Dava dosyanın incelenmesinde eldeki davanın 16/07/2019 tarihinde açıldığı, 01/01/2019 tarihinden itibaren yürürlüğe giren ticari davalarda zorunlu arabuluculuk düzenlemesi gereğince davanın açıldığı tarih itibariyle dosya içerisinde arabuluculuk son tutanağının bulunmadığı, davacı vekili tarafından verilen kesin süreye rağmen arabuluculuk son tutanağının sonradan da dosyaya sunulmadığı anlaşılmıştır.

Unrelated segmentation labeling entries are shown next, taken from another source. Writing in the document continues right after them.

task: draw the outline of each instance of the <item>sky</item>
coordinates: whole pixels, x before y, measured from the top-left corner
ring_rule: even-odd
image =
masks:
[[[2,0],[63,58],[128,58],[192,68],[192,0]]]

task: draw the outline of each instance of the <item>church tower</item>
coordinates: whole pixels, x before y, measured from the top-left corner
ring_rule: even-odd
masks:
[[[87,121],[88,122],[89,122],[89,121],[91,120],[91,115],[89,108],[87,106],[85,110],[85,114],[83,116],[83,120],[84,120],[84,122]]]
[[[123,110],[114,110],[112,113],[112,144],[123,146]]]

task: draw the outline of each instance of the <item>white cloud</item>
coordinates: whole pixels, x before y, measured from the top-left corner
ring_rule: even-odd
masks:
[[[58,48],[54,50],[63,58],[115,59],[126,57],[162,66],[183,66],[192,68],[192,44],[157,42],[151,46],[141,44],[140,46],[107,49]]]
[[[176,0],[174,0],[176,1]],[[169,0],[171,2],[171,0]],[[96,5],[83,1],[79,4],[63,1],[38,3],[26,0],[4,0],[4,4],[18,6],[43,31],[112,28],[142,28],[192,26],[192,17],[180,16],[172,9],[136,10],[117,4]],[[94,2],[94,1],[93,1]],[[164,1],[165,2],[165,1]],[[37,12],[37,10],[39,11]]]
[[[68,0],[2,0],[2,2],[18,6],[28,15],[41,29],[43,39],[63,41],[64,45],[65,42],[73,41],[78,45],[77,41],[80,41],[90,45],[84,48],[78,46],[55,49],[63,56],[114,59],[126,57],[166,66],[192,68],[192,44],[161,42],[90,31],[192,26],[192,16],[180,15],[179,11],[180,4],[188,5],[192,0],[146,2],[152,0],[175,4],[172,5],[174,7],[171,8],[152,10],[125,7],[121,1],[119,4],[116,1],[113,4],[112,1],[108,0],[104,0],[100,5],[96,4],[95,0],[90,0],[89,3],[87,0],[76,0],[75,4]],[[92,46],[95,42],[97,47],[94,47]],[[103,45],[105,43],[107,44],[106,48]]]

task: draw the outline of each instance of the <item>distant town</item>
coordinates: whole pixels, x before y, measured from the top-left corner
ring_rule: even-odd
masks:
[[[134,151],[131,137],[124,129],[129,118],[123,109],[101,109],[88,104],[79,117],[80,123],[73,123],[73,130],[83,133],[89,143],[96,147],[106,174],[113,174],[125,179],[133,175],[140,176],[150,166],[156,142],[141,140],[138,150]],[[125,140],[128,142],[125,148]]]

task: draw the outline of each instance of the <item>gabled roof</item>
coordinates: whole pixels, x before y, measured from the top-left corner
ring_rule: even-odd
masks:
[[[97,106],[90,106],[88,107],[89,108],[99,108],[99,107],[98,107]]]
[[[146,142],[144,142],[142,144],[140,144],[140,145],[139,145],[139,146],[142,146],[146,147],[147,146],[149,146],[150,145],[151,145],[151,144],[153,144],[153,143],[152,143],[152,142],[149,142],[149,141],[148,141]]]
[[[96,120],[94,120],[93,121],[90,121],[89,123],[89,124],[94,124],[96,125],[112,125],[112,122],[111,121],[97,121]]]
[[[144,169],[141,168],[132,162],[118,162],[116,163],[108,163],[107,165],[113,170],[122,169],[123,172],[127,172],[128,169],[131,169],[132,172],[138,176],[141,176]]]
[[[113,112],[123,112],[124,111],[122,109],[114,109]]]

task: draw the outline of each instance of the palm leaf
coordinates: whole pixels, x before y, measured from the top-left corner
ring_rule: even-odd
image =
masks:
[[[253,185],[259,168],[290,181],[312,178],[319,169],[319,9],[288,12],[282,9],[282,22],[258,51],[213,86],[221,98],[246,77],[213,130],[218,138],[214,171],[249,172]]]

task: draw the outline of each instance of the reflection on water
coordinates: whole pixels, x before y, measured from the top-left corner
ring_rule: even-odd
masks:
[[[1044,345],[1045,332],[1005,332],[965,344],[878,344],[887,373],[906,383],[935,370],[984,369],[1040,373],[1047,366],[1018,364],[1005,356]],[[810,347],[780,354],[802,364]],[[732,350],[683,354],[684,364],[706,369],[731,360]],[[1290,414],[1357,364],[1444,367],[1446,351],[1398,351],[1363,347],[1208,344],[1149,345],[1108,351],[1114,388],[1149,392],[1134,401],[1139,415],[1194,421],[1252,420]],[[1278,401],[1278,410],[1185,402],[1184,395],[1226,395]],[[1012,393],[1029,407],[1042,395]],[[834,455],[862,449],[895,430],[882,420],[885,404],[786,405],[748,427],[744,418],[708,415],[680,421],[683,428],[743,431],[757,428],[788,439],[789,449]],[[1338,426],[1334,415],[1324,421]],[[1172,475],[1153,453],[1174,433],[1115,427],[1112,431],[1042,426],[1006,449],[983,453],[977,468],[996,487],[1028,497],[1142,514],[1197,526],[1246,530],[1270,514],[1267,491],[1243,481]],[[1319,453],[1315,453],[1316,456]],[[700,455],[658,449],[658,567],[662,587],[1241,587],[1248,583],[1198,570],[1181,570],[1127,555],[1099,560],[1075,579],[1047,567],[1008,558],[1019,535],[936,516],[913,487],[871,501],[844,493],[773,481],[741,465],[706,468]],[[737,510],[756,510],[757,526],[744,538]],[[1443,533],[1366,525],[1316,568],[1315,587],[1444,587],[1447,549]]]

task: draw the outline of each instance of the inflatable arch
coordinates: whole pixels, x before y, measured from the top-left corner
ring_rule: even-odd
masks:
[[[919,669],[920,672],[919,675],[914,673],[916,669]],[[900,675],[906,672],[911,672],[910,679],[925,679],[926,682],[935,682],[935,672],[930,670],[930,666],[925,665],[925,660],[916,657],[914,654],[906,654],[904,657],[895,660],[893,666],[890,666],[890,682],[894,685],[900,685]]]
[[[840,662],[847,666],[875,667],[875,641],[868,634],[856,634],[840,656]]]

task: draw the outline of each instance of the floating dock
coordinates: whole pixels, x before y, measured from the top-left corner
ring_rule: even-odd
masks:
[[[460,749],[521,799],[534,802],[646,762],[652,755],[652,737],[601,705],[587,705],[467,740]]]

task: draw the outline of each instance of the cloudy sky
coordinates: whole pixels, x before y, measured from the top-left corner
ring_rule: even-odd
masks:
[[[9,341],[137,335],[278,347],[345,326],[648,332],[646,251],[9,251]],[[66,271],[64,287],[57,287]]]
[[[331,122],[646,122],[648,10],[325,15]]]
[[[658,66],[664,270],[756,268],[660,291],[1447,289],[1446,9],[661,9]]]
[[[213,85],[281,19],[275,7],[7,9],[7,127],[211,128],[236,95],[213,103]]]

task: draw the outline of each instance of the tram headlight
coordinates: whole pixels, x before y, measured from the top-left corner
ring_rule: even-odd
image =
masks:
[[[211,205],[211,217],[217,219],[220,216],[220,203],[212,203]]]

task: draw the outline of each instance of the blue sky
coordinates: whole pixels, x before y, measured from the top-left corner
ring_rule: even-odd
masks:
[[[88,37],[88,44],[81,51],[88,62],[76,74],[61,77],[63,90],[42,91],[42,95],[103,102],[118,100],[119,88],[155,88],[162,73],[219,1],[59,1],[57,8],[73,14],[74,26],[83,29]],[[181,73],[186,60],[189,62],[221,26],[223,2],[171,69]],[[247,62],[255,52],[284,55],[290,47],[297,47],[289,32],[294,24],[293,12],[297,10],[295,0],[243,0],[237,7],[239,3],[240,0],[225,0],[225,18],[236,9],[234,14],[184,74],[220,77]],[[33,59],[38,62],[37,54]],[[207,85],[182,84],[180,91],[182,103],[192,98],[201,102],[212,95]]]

19/12/2018 tarih ve 30630 sayılı Resmi Gazete’de yayınlanan 7155 sayılı Abonelik Sözleşmesinden Kaynaklanan Para Alacaklarına İlişkin Takibin Başlatılması Usulü Hakkında Kanun’un 20. maddesi ile 03/01/2011 tarih ve 6102 sayılı T.T.K.’nın 5. maddesinden sonra gelmek üzere eklenen maddeye göre:
“3. Dava şartı olarak arabuluculuk
MADDE 5/A- (1) Bu kanunun 4. maddesinde ve diğer kanunlarda belirtilen ticari davalardan, konusu bir miktar paranın ödenmesi olan alacak ve tazminat talepleri hakkında dava açılmadan önce arabulucuya başvurulmuş olması dava şartıdır.
(2) Arabulucu, yapılan başvuruyu görevlendirildiği tarihten itibaren altı hafta içinde sonuçlandırır. Bu süre zorunlu hallerde arabulucu tarafından en fazla iki hafta uzatılabilir.”
7155 sayılı Kanun’un 22. maddesi ile, 07/06/2012 tarih ve 6325 sayılı Hukuk Uyuşmazlıklarında Arabuluculuk Kanunu’nun 3. maddesinin 1. fıkrasına eklenen cümle uyarınca; “Şu kadar ki dava şartı olarak arabuluculuğa ilişkin 18/A maddesi hükmü saklıdır.”
Yine 7155 sayılı Kanun’un 23. maddesi ile, 6325 sayılı Kanun’a aşağıdaki madde eklenmiştir:
“Dava şartı olarak arabuluculuk:
MADDE 18/A- (1) İlgili kanunlarda arabulucuya başvurulmuş olması dava şartı olarak kabul edilmiş ise arabuluculuk sürecine aşağıdaki hükümler uygulanır.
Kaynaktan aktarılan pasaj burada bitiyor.